Wow.. graduation is 10 days away. Well.. it'll be 10 days by the time anyone reads this. Currently I'm still considering this Tuesday night (2:13 a.m.) but it's because I'm pulling an all-nighter. It's weird. I want to be awake a lot these next couple of weeks and I will be so tired.. I know. But you can sleep when you're old. Well probably not, because then you have kids to tend to, but sleep is nothing fun.

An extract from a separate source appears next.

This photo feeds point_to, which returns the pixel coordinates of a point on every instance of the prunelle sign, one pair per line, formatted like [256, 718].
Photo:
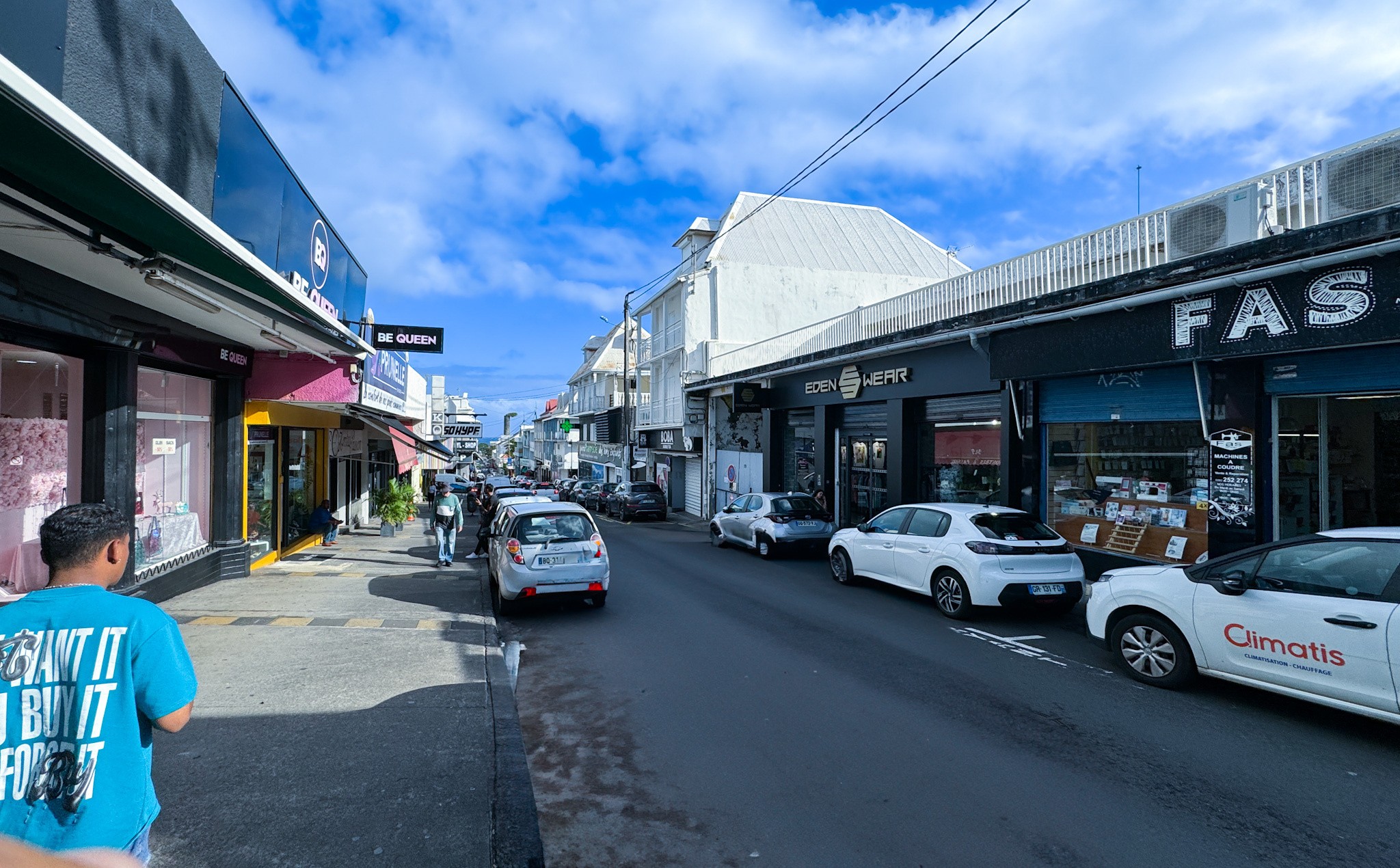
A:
[407, 339]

Don't get me wrong.. I love sleep more than pretty much anyone. I will forgo almost anything to nap, go to bed early, or sleep late...but lately, I don't want to waste my time with sleep. I want to be awake and enjoy all of the people around me. These people who have made tremendous impacts on my life. I don't think any of them read this.. or rather, no one reads this, but that's ok. I want these feelings documented for when I look back years from now. When I am no longer a "twenty-something." This place. This town. This school. These people. These memories. Unforgettable. These past 4 years have been amazing. Sometimes hard, of course, and sad, and lonely even, but more often than not (actually like 98% of the time honestly) things have been easy (being a 18-21 year old) and fun and enjoyable and warm with tons of people around to enjoy life with.
I have lived so many experiences and who I am today would be unrecognizable to the 17 year old I was 4 years ago, just about to graduate high school. I love who I am today. I am not saying that in a egotistical way at all... but I love who I have become because of this place and these people. Made me this person I am proud to me.